Race condition in capnp
hspaay opened this issue · comments
Problem: Running go test -race on my modules sometimes fails with a race condition in go-capnproto2's transport.
To reproduce:
The offending code was extracted and put into a simpler repo here: github.com/hiveot/racetest.
This repo has 2 tests, 'race' and 'state'. They each show different problems, although it is possible that 'race''s problem is the result of simplification.
Setup the tests:
git clone github.com/hiveot/racetest
cd racetest
make capnp
Race Package
To reproduce, run this a few times.
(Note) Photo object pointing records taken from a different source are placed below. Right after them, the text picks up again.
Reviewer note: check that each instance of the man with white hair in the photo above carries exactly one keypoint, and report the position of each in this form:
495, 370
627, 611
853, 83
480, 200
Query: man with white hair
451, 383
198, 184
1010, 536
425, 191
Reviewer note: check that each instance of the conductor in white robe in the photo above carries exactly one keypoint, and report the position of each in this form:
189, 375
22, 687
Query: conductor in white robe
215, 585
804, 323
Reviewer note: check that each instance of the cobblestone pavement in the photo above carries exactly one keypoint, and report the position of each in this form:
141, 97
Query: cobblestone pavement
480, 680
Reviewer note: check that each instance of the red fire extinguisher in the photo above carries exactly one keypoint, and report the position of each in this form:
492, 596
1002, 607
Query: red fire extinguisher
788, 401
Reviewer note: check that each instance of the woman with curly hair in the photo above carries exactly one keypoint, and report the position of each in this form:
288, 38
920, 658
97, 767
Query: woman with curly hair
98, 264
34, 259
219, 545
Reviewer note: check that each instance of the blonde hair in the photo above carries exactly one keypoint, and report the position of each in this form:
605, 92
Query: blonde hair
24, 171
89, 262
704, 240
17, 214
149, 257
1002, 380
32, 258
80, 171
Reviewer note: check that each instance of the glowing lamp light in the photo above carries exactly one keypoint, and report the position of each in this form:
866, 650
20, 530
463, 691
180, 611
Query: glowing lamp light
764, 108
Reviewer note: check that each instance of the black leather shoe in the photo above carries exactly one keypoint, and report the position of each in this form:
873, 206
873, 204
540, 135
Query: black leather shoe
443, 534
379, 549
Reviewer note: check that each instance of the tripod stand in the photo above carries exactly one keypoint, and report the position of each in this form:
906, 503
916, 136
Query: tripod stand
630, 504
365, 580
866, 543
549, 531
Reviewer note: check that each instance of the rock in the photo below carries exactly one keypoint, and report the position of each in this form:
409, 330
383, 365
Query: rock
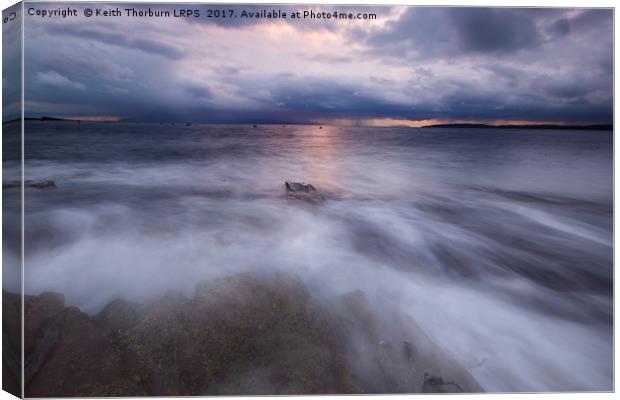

It usually shows up within 3 attempts:
go test -race pkg/race/Race_test.go
Output of 'race':
henk@msi:~/dev/hiveot/racetest$ go test -race pkg/race/Race_test.go
panic: runtime error: invalid memory address or nil pointer dereference
[signal SIGSEGV: segmentation violation code=0x1 addr=0x18 pc=0x6eb3ba]
goroutine 148 [running]:
capnproto.org/go/capnp/v3/rpc/transport.(*ctxReader).leakyRead.func1()
/home/henk/go/pkg/mod/capnproto.org/go/capnp/v3@v3.0.0-alpha.5/rpc/transport/transport.go:348 +0x5a
created by capnproto.org/go/capnp/v3/rpc/transport.(*ctxReader).leakyRead
/home/henk/go/pkg/mod/capnproto.org/go/capnp/v3@v3.0.0-alpha.5/rpc/transport/transport.go:347 +0x16c
FAIL command-line-arguments 3.027s
FAIL
State Package
The 'state' package intermittently shows a race. Usually it shows up within 10 attempts.
go test -race pkg/state/State_test.go
Output of 'state':
henk@msi:~/dev/hiveot/racetest$ go test -race pkg/state/State_test.go
==================
WARNING: DATA RACE
Read at 0x00c00015e7c0 by goroutine 37:
capnproto.org/go/capnp/v3.(*Segment).slice()
/home/henk/go/pkg/mod/capnproto.org/go/capnp/v3@v3.0.0-alpha.5/segment.go:49 +0x5a
capnproto.org/go/capnp/v3.(*Segment).readUint64()
/home/henk/go/pkg/mod/capnproto.org/go/capnp/v3@v3.0.0-alpha.5/segment.go:65 +0x51
capnproto.org/go/capnp/v3.(*Segment).readRawPointer()
/home/henk/go/pkg/mod/capnproto.org/go/capnp/v3@v3.0.0-alpha.5/segment.go:69 +0x50
capnproto.org/go/capnp/v3.(*Segment).resolveFarPointer()
/home/henk/go/pkg/mod/capnproto.org/go/capnp/v3@v3.0.0-alpha.5/segment.go:235 +0x4f
capnproto.org/go/capnp/v3.(*Segment).readPtr()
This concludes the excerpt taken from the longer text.